After reading Ricki’s Birdhouse by Monica Wellington, a book about a boy who constructs a birdhouse for the birds in his yard and proceeds to feed the birds throughout the year, the children were interested in making their own bird feeders for the birds in our outdoor classroom. We set up a provocation at the science table including planning sheets, our Ricki’s Birdhouse story, and iPads. Using the iPads, we googled “homemade bird feeder” images and the children looked for designs that appealed to them. Then they set about creating their plans. We encouraged the children to label their plans with the materials we would need to build them.
After giving the children ample time for the planning process, we gathered up the materials the children requested for their bird feeders. I sent a letter home asking the parents to send in any materials they may have at home to help us with our project. Then we set up our bird feeder making centre! For the most part, the children really stuck to their original designs when making their bird feeders. Other children who weren’t initially interested in making their own plans stopped by and got inspired by their classmates’ projects. The children were really in charge of this activity from start to finish, and were so proud of the feeders they made!
At the end of the week, we took our feeders outside to hang up in the courtyard. The children were beyond excited to share their creations with the birds. It felt like a bird feeder hanging party!
Update: After the weekend, we took the children outside to see if there were any clues that the birds had enjoyed the birdseed. We had had another dose of snow, so the children noticed that some of the materials we used did not hold up in the extreme winter conditions.
E.A.: The bird feeders made of Kleenex boxes and toilet rolls with honey stayed up.
F.S.: The snow covered the paper plates and they fell down.
A.C.: The tissue boxes and the buckets are good to make feeders because they stayed up.
J.M.: The apples stayed up too and some of the food was missing.
When talking about whether or not the birds enjoyed the feeders:
M.F.: The bird seed is gone!
B.L.: That’s because the snow is covering the seeds. I can see it if I dig down.

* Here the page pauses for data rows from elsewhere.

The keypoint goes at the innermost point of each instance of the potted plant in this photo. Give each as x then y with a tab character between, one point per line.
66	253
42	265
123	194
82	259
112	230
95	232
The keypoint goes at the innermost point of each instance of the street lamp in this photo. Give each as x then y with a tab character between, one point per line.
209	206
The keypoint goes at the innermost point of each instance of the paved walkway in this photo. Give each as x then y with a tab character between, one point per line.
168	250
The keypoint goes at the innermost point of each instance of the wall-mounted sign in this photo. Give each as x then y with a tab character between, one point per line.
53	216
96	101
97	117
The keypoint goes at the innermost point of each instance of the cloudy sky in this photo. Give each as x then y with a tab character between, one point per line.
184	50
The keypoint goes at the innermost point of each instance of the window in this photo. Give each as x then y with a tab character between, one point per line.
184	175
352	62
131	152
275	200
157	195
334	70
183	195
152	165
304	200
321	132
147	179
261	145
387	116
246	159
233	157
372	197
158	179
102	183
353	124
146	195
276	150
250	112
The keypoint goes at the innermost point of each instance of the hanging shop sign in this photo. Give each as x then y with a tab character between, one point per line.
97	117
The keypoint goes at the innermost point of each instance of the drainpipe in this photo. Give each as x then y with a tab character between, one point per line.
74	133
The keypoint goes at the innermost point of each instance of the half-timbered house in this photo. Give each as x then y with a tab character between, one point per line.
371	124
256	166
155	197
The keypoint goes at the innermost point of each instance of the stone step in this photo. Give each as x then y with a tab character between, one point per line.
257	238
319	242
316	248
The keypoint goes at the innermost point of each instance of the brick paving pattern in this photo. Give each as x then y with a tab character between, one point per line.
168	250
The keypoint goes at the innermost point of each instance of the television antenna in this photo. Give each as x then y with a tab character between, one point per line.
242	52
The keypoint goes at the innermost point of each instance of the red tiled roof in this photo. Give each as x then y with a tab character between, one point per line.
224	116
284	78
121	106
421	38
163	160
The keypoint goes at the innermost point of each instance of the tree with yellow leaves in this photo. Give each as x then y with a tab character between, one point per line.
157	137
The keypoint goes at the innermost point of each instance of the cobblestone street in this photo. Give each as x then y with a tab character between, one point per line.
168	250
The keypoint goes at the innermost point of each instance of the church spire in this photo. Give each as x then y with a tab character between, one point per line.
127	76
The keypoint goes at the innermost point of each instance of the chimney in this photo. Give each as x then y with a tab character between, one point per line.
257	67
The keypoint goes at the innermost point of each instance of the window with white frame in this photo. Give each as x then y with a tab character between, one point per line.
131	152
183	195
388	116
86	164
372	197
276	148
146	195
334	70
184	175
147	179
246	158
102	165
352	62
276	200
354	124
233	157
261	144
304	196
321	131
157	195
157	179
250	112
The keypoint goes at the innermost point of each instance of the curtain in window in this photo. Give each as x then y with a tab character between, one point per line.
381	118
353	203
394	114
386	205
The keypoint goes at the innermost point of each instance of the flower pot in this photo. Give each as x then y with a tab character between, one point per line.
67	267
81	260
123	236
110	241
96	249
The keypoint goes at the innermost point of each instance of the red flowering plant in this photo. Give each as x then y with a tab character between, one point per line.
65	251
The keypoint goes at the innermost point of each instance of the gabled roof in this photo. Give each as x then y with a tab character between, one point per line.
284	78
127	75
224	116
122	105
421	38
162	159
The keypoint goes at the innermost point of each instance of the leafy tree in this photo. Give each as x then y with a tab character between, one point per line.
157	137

H.K.: I think the birds look fatter!
I just found your site last week. What an inspiration. I have been teaching Kindergarten (now ELP) for 9 years and have slowly been changing my approach to teaching. I love being able to look into the classrooms of others to get ideas and read about the journey of other ELP teachers. It is now the March Break, so I am doing what most other ELP teachers (and other teachers) are doing… thinking about the learning and interest of my students! What else do I have to do on my break!?! Last week, just before the break, many of my students took an interest in the birds that have seemed to awaken for spring. They were excited to see the birds at our windows and on the play yard. Our class is full of designers and builders, so we always try to have a building provocation table (building bridges, building boats, etc) so I was trying to figure out what new building provocation table I was going to present when we return. Never even thought about building bird feeders, until I spent time looking at your site. Bingo!!! What a fabulous idea. Thanks so much.
Hi Lisa! That’s great! I’m so glad you found some inspiration here. Let me know how it works out!